And it also has a confidence impact, a confidence impact that the American people see their tax dollars being frittered away in wasteful and unnecessary spending, which, by the way, Sen. Obama has engaged in heavily and Sen. Clinton has engaged in heavily. They bought in.
They're talking about change? I want change to be stop this waste of American tax dollars.
STEPHANOPOULOS: But is that really the answer to the housing crisis we're seeing right now, the credit crunch we're seeing?
MCCAIN: It is...
STEPHANOPOULOS: The anxiety Americans are feeling?
MCCAIN: Well, I think we've got to -- I'm glad we did the stimulus package. I think we need to have lower interest rates. I think we need to eliminate the AMT. I think we need to have depreciation in one year of business investment.

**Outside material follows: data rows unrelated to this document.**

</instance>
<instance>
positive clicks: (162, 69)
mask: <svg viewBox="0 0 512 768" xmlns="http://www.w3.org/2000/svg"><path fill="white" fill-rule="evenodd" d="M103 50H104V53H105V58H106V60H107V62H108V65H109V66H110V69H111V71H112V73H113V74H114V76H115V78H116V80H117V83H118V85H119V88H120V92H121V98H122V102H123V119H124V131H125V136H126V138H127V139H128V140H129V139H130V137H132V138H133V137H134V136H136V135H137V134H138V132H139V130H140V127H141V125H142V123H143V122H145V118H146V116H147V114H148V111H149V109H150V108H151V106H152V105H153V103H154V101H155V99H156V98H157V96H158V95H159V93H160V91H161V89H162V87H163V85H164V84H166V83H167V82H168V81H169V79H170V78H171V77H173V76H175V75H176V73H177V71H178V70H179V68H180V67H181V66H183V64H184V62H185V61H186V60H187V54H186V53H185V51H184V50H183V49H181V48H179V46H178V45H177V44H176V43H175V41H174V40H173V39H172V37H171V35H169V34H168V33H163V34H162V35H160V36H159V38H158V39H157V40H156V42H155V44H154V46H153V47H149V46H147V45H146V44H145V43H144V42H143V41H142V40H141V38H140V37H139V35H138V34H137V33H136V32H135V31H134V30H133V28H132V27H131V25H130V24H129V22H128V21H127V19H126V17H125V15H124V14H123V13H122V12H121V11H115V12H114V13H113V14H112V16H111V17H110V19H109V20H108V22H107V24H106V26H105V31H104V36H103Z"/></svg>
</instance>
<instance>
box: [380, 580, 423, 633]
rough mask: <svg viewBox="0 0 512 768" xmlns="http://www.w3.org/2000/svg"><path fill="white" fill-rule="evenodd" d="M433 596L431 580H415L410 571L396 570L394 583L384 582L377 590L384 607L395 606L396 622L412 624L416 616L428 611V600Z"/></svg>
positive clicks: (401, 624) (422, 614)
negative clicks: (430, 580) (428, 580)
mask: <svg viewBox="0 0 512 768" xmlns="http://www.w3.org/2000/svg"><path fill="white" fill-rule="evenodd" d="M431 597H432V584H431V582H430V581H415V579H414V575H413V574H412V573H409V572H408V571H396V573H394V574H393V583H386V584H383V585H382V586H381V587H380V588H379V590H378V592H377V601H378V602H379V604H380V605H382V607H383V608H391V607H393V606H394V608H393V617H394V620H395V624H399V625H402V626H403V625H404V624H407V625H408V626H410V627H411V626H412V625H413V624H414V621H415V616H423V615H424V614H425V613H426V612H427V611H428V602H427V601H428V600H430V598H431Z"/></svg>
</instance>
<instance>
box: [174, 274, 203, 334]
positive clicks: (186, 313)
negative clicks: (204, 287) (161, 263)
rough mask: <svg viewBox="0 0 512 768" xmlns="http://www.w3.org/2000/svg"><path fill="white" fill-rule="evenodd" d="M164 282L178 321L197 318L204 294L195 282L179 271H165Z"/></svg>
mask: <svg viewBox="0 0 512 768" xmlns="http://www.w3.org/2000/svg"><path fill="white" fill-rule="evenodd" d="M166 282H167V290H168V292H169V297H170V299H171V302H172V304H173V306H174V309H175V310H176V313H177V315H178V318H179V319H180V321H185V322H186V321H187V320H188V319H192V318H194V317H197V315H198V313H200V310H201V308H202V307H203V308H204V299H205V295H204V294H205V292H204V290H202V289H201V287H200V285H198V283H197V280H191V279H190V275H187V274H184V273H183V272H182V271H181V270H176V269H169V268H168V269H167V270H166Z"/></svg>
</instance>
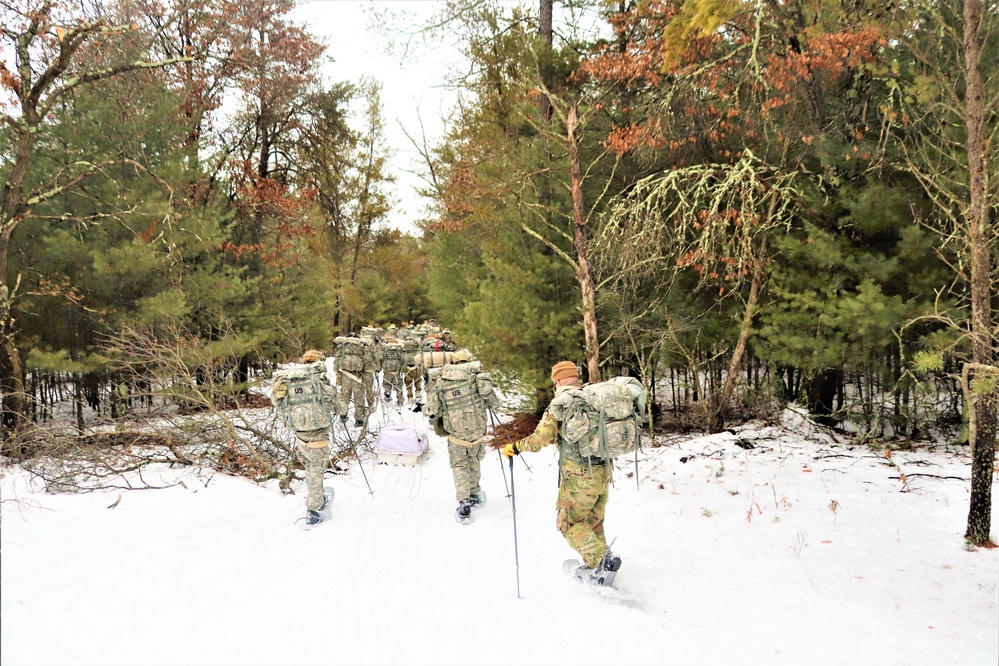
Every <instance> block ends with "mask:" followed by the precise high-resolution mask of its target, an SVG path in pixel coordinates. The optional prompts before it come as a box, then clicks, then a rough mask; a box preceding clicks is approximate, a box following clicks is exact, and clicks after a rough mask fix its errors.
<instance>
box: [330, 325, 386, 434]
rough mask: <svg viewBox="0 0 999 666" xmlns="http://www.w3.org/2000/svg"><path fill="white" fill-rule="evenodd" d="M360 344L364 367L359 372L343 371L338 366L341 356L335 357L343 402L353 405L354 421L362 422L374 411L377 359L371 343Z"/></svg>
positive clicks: (352, 371) (338, 366) (370, 342)
mask: <svg viewBox="0 0 999 666" xmlns="http://www.w3.org/2000/svg"><path fill="white" fill-rule="evenodd" d="M355 340H356V338H355ZM362 340H364V339H362ZM341 344H357V342H356V341H355V342H342V343H341ZM361 344H363V349H364V351H363V358H364V361H363V363H364V366H363V368H362V369H361V370H356V371H348V370H344V369H343V368H341V367H340V366H339V359H340V358H341V355H340V354H338V355H337V359H338V364H337V372H338V383H339V385H340V390H341V391H342V397H343V400H344V402H348V403H349V402H353V403H354V420H355V421H363V420H364V419H366V418H367V417H368V414H370V413H371V412H372V411H374V405H375V401H374V400H373V397H374V377H375V372H376V371H377V369H378V359H377V356H376V355H375V349H374V347H373V343H372V342H371V341H370V340H364V341H363V342H362V343H361Z"/></svg>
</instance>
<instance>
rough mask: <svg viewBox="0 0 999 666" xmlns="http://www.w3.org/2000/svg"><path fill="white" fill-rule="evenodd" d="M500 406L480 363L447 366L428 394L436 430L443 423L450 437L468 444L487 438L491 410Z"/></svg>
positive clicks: (440, 427)
mask: <svg viewBox="0 0 999 666" xmlns="http://www.w3.org/2000/svg"><path fill="white" fill-rule="evenodd" d="M435 374H436V373H435ZM498 402H499V401H498V399H497V398H496V394H495V393H494V392H493V385H492V381H491V380H490V378H489V375H488V374H486V373H484V372H482V366H481V364H480V363H479V362H478V361H473V362H469V363H458V364H454V365H446V366H444V367H443V368H441V369H440V371H439V374H438V375H437V377H436V380H435V381H433V383H432V388H431V389H430V390H429V391H428V393H427V411H428V413H430V414H431V415H432V418H433V420H434V421H435V430H437V426H438V423H437V422H438V421H439V426H440V428H442V429H443V430H444V431H445V432H446V433H447V434H449V435H453V436H455V437H457V438H459V439H463V440H465V441H468V442H475V441H477V440H479V439H481V438H482V437H484V436H485V434H486V430H487V428H488V426H489V409H490V408H492V407H496V406H498V404H497V403H498ZM438 434H439V433H438Z"/></svg>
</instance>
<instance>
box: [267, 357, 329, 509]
mask: <svg viewBox="0 0 999 666" xmlns="http://www.w3.org/2000/svg"><path fill="white" fill-rule="evenodd" d="M325 359H326V356H325V354H323V353H322V352H321V351H319V350H317V349H310V350H309V351H307V352H305V354H303V355H302V358H301V360H300V362H299V363H294V364H292V365H291V366H290V367H288V368H285V369H283V370H279V371H277V372H275V373H274V381H273V383H272V384H271V404H272V405H274V407H275V409H276V410H277V412H278V414H279V415H280V416H281V418H282V420H283V421H284V423H285V426H286V427H287V428H288V430H290V431H291V432H292V433H293V434H294V436H295V455H296V456H297V457H298V459H299V460H300V461H301V462H302V464H303V465H304V466H305V487H306V489H307V494H306V497H305V524H306V526H309V527H311V526H315V525H317V524H319V523H321V522H322V521H323V520H325V519H326V518H328V517H329V503H330V501H331V500H332V499H333V493H332V488H325V489H324V488H323V475H324V474H325V473H326V468H327V467H328V466H329V461H330V450H329V445H330V442H329V430H330V425H331V423H332V421H331V420H330V413H331V412H333V413H335V414H337V415H338V416H342V415H344V414H346V413H347V405H346V404H344V402H343V401H342V400H341V399H340V397H339V395H338V392H337V390H336V388H335V387H333V386H332V385H330V382H329V378H328V377H327V375H326V363H325Z"/></svg>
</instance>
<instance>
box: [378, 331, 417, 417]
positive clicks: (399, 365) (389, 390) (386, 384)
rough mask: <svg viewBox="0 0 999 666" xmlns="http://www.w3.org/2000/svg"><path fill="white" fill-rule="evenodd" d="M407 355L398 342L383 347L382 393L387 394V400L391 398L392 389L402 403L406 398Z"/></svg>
mask: <svg viewBox="0 0 999 666" xmlns="http://www.w3.org/2000/svg"><path fill="white" fill-rule="evenodd" d="M405 355H406V352H405V350H404V349H403V346H402V345H401V344H399V343H397V342H391V343H388V344H386V345H384V346H383V348H382V362H381V366H382V395H383V396H385V399H386V400H391V399H392V391H393V390H395V394H396V398H397V399H398V401H399V404H400V405H401V404H402V403H403V402H404V401H405V399H406V393H405V389H404V388H403V384H404V382H405V369H406V365H405ZM411 356H412V355H411Z"/></svg>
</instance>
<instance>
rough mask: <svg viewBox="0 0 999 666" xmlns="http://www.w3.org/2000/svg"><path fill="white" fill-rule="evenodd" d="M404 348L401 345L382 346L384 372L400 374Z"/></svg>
mask: <svg viewBox="0 0 999 666" xmlns="http://www.w3.org/2000/svg"><path fill="white" fill-rule="evenodd" d="M403 354H404V351H403V348H402V345H401V344H397V343H390V344H387V345H383V346H382V370H384V371H385V372H399V371H400V370H402V365H403Z"/></svg>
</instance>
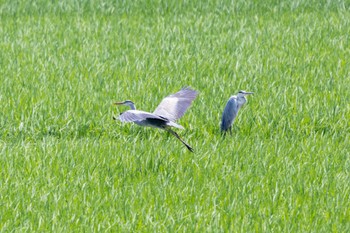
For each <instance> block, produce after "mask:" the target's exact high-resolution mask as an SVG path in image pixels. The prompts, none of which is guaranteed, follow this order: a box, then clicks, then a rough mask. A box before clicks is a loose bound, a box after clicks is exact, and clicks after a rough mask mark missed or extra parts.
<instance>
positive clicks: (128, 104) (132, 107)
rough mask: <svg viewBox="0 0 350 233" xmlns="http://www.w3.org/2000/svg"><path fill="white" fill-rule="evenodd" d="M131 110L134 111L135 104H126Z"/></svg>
mask: <svg viewBox="0 0 350 233" xmlns="http://www.w3.org/2000/svg"><path fill="white" fill-rule="evenodd" d="M128 105H129V107H130V109H131V110H136V107H135V104H133V103H130V104H128Z"/></svg>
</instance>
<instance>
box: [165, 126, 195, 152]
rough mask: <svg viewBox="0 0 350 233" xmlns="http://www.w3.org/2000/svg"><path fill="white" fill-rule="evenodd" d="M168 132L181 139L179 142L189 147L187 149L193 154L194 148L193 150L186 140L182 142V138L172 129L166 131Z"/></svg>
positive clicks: (185, 145) (192, 148)
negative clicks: (179, 141)
mask: <svg viewBox="0 0 350 233" xmlns="http://www.w3.org/2000/svg"><path fill="white" fill-rule="evenodd" d="M166 131H168V132H170V133H171V134H172V135H174V136H175V137H176V138H177V139H179V140H180V141H181V142H182V143H183V144H184V145H185V146H186V147H187V149H188V150H189V151H191V152H193V148H192V147H191V146H190V145H188V144H187V143H186V142H185V141H184V140H182V139H181V138H180V136H179V135H178V134H177V133H176V132H175V131H173V130H171V129H166Z"/></svg>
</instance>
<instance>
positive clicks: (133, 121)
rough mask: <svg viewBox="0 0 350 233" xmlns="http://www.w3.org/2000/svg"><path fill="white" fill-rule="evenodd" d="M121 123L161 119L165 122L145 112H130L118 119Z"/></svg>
mask: <svg viewBox="0 0 350 233" xmlns="http://www.w3.org/2000/svg"><path fill="white" fill-rule="evenodd" d="M118 119H119V120H120V121H121V122H139V121H144V120H147V119H159V120H164V119H163V118H161V117H159V116H157V115H154V114H152V113H149V112H144V111H140V110H128V111H126V112H123V113H122V114H120V116H119V118H118Z"/></svg>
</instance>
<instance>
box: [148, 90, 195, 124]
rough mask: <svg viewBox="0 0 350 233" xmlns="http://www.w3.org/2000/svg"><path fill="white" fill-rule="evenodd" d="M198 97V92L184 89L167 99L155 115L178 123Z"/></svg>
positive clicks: (155, 111)
mask: <svg viewBox="0 0 350 233" xmlns="http://www.w3.org/2000/svg"><path fill="white" fill-rule="evenodd" d="M197 95H198V92H197V91H195V90H192V89H190V88H188V87H187V88H182V89H181V90H180V91H178V92H176V93H175V94H172V95H169V96H167V97H165V98H164V99H163V100H162V102H160V104H159V105H158V107H157V108H156V110H155V111H154V112H153V113H154V114H156V115H158V116H161V117H164V118H166V119H169V120H170V121H176V120H177V119H179V118H181V117H182V116H183V115H184V114H185V112H186V110H187V109H188V108H189V107H190V105H191V104H192V101H193V100H194V99H195V98H196V97H197Z"/></svg>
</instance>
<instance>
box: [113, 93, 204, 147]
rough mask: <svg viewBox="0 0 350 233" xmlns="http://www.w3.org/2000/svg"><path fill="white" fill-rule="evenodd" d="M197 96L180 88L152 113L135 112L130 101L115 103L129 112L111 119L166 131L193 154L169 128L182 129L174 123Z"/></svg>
mask: <svg viewBox="0 0 350 233" xmlns="http://www.w3.org/2000/svg"><path fill="white" fill-rule="evenodd" d="M197 94H198V92H197V91H195V90H192V89H190V88H182V89H181V90H180V91H178V92H176V93H175V94H172V95H169V96H167V97H165V98H164V99H163V100H162V102H161V103H160V104H159V105H158V107H157V108H156V110H154V112H153V113H150V112H145V111H140V110H136V107H135V104H134V103H133V102H132V101H131V100H126V101H123V102H116V103H114V104H115V105H126V106H129V107H130V110H127V111H125V112H123V113H121V114H120V115H119V117H118V118H114V117H113V119H115V120H116V119H119V120H120V121H121V122H134V123H135V124H138V125H140V126H148V127H154V128H160V129H163V130H166V131H168V132H170V133H171V134H173V135H174V136H175V137H176V138H177V139H179V140H180V141H181V142H182V143H183V144H184V145H185V146H186V147H187V149H189V150H190V151H191V152H193V149H192V147H191V146H190V145H188V144H187V143H186V142H185V141H184V140H182V139H181V138H180V136H179V135H178V134H177V133H176V132H175V131H173V130H172V129H171V127H175V128H179V129H183V127H182V126H181V125H179V124H177V123H176V122H175V121H176V120H178V119H179V118H181V117H182V116H183V115H184V114H185V112H186V110H187V109H188V108H189V107H190V105H191V104H192V101H193V100H194V99H195V98H196V97H197Z"/></svg>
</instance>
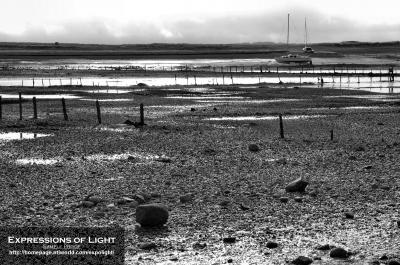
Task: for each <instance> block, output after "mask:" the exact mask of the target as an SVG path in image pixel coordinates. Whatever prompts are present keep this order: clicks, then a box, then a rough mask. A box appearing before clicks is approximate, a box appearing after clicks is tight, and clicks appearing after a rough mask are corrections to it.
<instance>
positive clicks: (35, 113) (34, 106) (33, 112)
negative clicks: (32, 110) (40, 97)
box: [32, 97, 37, 119]
mask: <svg viewBox="0 0 400 265" xmlns="http://www.w3.org/2000/svg"><path fill="white" fill-rule="evenodd" d="M32 101H33V118H34V119H37V106H36V97H33V98H32Z"/></svg>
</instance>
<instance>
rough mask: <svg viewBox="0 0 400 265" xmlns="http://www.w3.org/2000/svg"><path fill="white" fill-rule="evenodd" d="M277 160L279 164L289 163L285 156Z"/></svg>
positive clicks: (277, 159) (285, 164)
mask: <svg viewBox="0 0 400 265" xmlns="http://www.w3.org/2000/svg"><path fill="white" fill-rule="evenodd" d="M275 162H276V163H278V164H282V165H286V164H287V160H286V158H284V157H283V158H279V159H276V160H275Z"/></svg>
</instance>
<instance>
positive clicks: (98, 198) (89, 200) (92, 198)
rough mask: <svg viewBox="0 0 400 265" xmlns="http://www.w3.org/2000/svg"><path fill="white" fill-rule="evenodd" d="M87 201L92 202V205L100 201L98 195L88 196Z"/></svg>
mask: <svg viewBox="0 0 400 265" xmlns="http://www.w3.org/2000/svg"><path fill="white" fill-rule="evenodd" d="M88 201H90V202H93V203H94V205H97V204H98V203H100V202H101V199H100V198H99V197H98V196H90V197H89V199H88Z"/></svg>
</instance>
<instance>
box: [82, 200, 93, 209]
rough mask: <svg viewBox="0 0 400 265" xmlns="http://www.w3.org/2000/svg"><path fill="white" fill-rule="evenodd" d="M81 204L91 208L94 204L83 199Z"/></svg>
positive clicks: (88, 201) (91, 207) (83, 206)
mask: <svg viewBox="0 0 400 265" xmlns="http://www.w3.org/2000/svg"><path fill="white" fill-rule="evenodd" d="M82 206H83V207H85V208H92V207H93V206H94V203H93V202H90V201H83V202H82Z"/></svg>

I think we need to reduce the corporate tax rate, which is the second highest in the world, only exceeded by Japan. I think there's a long series of steps we need to take, and many of them we haven't even contemplated yet, if necessary.
But having the impact of a tax increase is certainly not one of them. And that is what Sen. Obama and Sen. Clinton are saying.
STEPHANOPOULOS: They have also said, both Sen. Obama and Sen. Clinton have said we need a government fund to provide -- to help borrowers who are facing foreclosure on their homes. Good idea?
MCCAIN: I don't think so, yet. We have the FHA working. We have a number of institutions working with them.
But I will be glad to do whatever is necessary to relieve the burden of people who are legitimate borrowers who see their home loan interest payments so high -- mortgage payments so high that they can't afford it anymore.
But I don't want to reward people who engaged in speculation. And I certainly don't want to reward institutions that engaged in the practice of lending people that couldn't afford to pay back the loans.
STEPHANOPOULOS: But you're open to helping homeowners?
MCCAIN: I am open to helping homeowners. I would rely to a large degree on the situation (inaudible) but also people like Secretary of Treasury Paulson, who the financial markets and a lot of us have a great deal of faith in. If more needs to be done, I'm for doing more.
STEPHANOPOULOS: You mentioned earlier that we needed lower interest rates. Do you believe that Ben Bernanke has been too slow off the mark?
MCCAIN: It's hard for me to make the judgment. Usually these judgments are made in the rear-view mirror, as we know.
But I personally would have liked to have seen those rate cuts earlier. A lot of the people that I respect that are advising me, like Phil Gramm and Jack Kemp and so many others that are in our team, on our team, said that they would have liked to have seen it earlier.
So I guess I would have to say I would have liked to have seen faster rate cuts and earlier than they were done by him. That doesn't mean I want him fired; it doesn't mean that I've lost confidence in...
STEPHANOPOULOS: Re-appoint him if you're elected?
MCCAIN: Oh, I think that those terms of office are...
STEPHANOPOULOS: In 2010.
MCCAIN: In 2010, I would have to consider that at the time, obviously.
STEPHANOPOULOS: How about on the issue of climate change? Because you and Sen. [Joe] Lieberman [I-Conn.] have come out for a bill which would have mandatory reductions in greenhouse gases.
MCCAIN: Gradual reductions, yes.
STEPHANOPOULOS: But they are mandatory.